Добродетель торжествовала — порок был наказан.

Если на небесах, за снежными облаками, собрался в это время ареопаг судей вышних, вряд ли приговор их отличался от приговора людского. Русский народ, изменник и мученик, не имел адвоката ни там, ни здесь и, погруженный в личные заботы, не явился ни на суд божеский, ни на суд человеческий: — приговор вынесен был ему заочно.

ТОТ, КТО ПРИХОДИТ

Как рождается любовь?

Ах, Танюша, этого никто не знает. Ее прихода ждут, — а она является неожиданной. Ее живописуют себе всеми известными и любимыми красками, — а она прокрадывается, закутавшись в дешевый, серенький, незаметный плащ. Но от этого она не менее хороша и желанна.

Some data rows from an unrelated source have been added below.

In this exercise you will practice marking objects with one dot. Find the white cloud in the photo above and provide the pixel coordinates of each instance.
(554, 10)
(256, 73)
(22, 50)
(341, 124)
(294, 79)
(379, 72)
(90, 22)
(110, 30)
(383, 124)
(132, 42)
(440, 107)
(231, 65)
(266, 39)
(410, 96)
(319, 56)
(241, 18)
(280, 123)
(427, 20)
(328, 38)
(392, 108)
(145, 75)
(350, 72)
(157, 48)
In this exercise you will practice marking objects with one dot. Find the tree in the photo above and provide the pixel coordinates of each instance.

Она любит поражать внезапностью и нелогичностью. Астафьев правду говорил: логика убивает красоту и сказочность. И правду ему сказала Танюша: «Уж если думаешь — значит, не любишь; а вот когда не думая…»

Танюша не думала, а просто знала. Пришел и постучался человек, совсем не особенный, совсем простой и обыкновенный, вчера бывший посторонним, а сегодня… ну скоро ли наступит вечер и он опять придет!

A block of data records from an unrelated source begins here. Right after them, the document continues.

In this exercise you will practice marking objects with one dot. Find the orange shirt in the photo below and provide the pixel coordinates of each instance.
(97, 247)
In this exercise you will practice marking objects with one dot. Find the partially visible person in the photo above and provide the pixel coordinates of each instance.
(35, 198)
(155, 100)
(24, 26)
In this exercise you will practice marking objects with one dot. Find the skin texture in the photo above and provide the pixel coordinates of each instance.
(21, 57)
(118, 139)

У него шершавая рука — от работы и частого мытья серым мылом. Но другие руки — руки других — гладкие, тепловатые, тоже дружеские и ласковые, не нужны, неприятны, безразличны. Ему же, сразу знакомому, отдаешь руку счастливо и навсегда. А объяснить этого невозможно, — нет объяснения. Само понимается.

Восемь часов. Глаза Танюши бегают по строчкам книги, книга обиженно молчит: она не привыкла к рассеянности. Дедушка глубоко ушел в кресло, и, конечно, дедушка не может прислушиваться так чутко. Среди шагов на улице он не отличит нужного шага, который непременно остановится у подъезда, переждет мгновенье (почему это?) и все же скажется стуком. Тогда Танюша, сдерживая торопливость, отложит книжку и пойдет отворить.

— Кто это, Танюша?

— Это Петр Павлович, дедушка.

— А, вот хорошо. Здравствуйте, здравствуйте, какие новости принесли?

— Новостей никаких. Как здоровье ваше, профессор?

— Скриплю, скриплю. Вот спасибо, что пришли, Танюша вас заждалась.

— Ну что это, дедушка!

— А что же, чего же тут плохого. Без вас, Петр Павлович, нам скучно.

Инженер садится на диване рядом с Танюшей и говорит:

— А я вот действительно заждался. Из-за пустой справки пришлось обегать пол-Москвы. Вы знаете, профессор, сейчас в Донецком бассейне почти не работают. А между тем нам без угля — чистый зарез.

Протасов рассказывает о планах, Танюше неинтересных и неведомых. И Танюша слушает его со вниманием и гордостью: вот он какой. Если он чего-нибудь захочет, то непременно добьется.